Governor wants SC to plant 3 million pine trees to fight flooding. Will it work?

Gov. Henry McMaster and his floodwater commission are touting an effort to plant more than 3 million pine trees they hope will soak up stormwater as more intense rainfall drenches South Carolina and increases flooding.

Some environmentalists and scientists who follow forestry and development issues say the initiative isn’t a bad idea, but the state also needs bolder efforts to address flooding, including development controls and efforts to slow the release of greenhouse gases that contribute to global warming.

The initiative, dubbed “PowerPlantSC,’’ is attempting to plant loblolly pine tree seeds across the state as part of Earth Day.

Thousands of packets of seeds were being distributed to landowners, students, community groups and businesses in an effort to plant them by the end of Thursday, an effort state officials said is a first nationally.
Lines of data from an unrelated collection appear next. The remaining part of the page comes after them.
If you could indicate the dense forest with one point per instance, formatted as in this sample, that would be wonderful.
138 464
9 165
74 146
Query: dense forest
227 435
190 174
Seeds were to be put on both public and private land, an official said.

Tom Mullikin, a former hazardous waste industry lobbyist who now chairs the SC Floodwater Commission, is heading the effort.

“Many regions across the Palmetto State – not only our coastlines, but equally vulnerable areas hundreds of miles inland – have frequently experienced severe flooding stemming from record-heavy rainstorms, hurricanes, and tides, all of which threaten our state’s citizens, our property, and our way of life,’’ a Floodwater Commission statement said.

“The Floodwater Commission is organizing this historic planting event as a platform to bring attention to this issue of flooding and its causes while also offering solutions for easing its impact.’’

During a ceremony Thursday on the grounds of the governor’s mansion, McMaster and Mullikin planted a small live oak tree. The event drew a large and enthusiastic crowd of politicians, state agency heads and business people.

“Today, we are celebrating our environment,’’ McMaster said.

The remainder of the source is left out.